It was almost a year ago that the trucking industry experienced a huge crunch to get goods from shippers to stores across the United States.

For customers, this meant they could get a jump start on holiday shopping. The reality is that manufacturers and other businesses were worried about the future of relations and impending tariffs.

Now, with international trade in the spotlight, the trucking industry is bracing for the potential results of US relationships with China and other countries and how domestic freight could be impacted.

Overstocked Ports

One holdover from impending tariffs is that businesses stocked up on goods and raw materials from overseas, some of which are still sitting at ports on the West Coast.

No matter which direction international trade relations go, the trucking industry still has orders to deliver those shipments to their destinations in order to stay ahead of higher tariffs.

International Trade Is Impacting Growth

While last year’s rush positioned many trucking companies for growth, the industry as a whole has been experiencing much slower growth overall.

If international trade talks result in even higher tariffs, expect freight industry growth to fall even more, and for shippers to gain more leverage in contract agreements with trucking companies.

There Most Likely Won’t Be a Second Rush

Proposed tariffs on international trade with China would be placed on toys, electronics, clothing, and raw materials.

If this happens, shippers are not going to pour money into goods for another rush and then continue to pay to keep overflow stock at the docks.

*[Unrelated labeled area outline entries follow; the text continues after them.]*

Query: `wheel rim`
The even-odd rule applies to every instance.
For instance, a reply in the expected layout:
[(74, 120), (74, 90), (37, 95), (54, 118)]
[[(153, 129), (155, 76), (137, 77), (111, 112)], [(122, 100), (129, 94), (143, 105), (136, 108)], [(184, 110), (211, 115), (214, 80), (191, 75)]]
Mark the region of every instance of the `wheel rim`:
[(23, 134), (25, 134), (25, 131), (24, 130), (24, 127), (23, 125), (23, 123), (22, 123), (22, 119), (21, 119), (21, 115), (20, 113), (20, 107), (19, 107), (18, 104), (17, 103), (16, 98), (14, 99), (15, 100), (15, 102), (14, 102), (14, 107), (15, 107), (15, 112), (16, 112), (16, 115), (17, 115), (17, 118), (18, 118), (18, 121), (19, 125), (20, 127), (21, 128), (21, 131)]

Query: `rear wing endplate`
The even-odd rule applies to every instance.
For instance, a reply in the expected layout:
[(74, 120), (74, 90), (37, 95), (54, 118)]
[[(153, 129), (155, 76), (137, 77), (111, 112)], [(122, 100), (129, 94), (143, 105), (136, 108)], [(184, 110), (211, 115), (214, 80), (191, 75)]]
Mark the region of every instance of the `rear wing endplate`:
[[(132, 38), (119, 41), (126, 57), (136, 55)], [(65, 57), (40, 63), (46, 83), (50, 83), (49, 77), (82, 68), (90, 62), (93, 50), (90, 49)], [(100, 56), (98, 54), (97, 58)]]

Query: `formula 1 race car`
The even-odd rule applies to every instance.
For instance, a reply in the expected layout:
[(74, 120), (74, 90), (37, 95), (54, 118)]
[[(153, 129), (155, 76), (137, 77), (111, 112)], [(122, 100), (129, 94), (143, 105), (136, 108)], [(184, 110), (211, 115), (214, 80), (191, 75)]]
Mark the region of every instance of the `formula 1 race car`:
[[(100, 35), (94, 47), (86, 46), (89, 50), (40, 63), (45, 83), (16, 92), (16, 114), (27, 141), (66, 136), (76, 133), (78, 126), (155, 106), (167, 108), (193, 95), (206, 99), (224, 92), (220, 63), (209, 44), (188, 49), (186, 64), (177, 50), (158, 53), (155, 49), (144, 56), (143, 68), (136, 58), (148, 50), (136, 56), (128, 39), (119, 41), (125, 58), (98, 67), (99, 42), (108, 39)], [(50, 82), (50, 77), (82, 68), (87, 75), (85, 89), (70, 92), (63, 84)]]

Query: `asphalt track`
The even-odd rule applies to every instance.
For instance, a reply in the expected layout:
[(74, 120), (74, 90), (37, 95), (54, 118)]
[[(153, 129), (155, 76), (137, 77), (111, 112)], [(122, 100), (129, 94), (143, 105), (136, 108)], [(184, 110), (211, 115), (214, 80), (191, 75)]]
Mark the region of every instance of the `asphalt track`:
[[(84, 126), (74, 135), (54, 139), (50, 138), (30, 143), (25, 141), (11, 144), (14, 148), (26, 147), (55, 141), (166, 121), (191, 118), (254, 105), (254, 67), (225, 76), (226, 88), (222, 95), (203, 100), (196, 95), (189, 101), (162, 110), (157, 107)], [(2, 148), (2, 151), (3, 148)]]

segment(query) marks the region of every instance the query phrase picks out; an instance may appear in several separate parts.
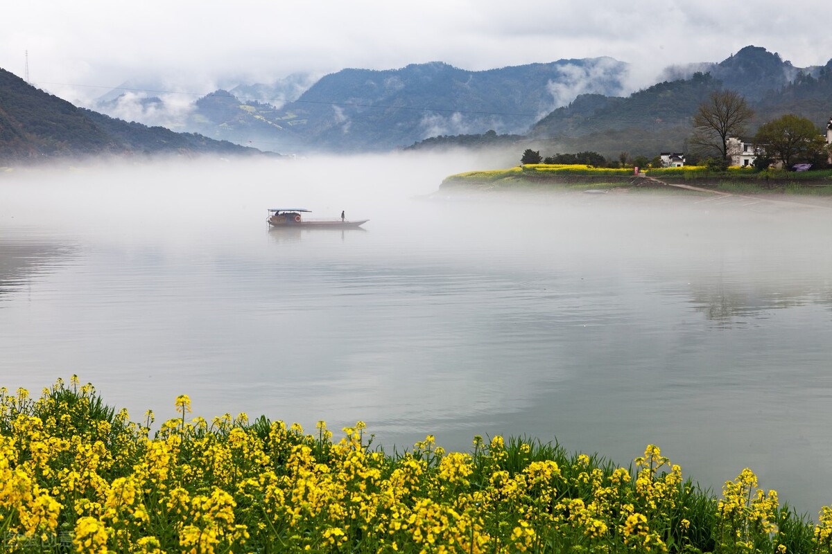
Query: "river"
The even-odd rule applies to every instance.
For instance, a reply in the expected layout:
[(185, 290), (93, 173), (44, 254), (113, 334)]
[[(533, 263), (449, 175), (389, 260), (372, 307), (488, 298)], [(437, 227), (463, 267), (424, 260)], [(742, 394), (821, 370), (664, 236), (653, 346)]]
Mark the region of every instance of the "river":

As we enter the slow season, shippers may simply wait things out to see where the chips fall with international trade talks.

Openings for New Supply Chains

The potential consequences of international trade talks with China and higher tariffs are not all negative. If tariffs are imposed on China, it will likely increase imports from Europe and smaller markets in Asia.

This would mean most imports would be arriving on the East Coast, and smaller shipments across the Pacific would end up going by rail to the Midwest.

International trade and high tariffs will not force freight to grind to a halt; they will just change where we do most of our business.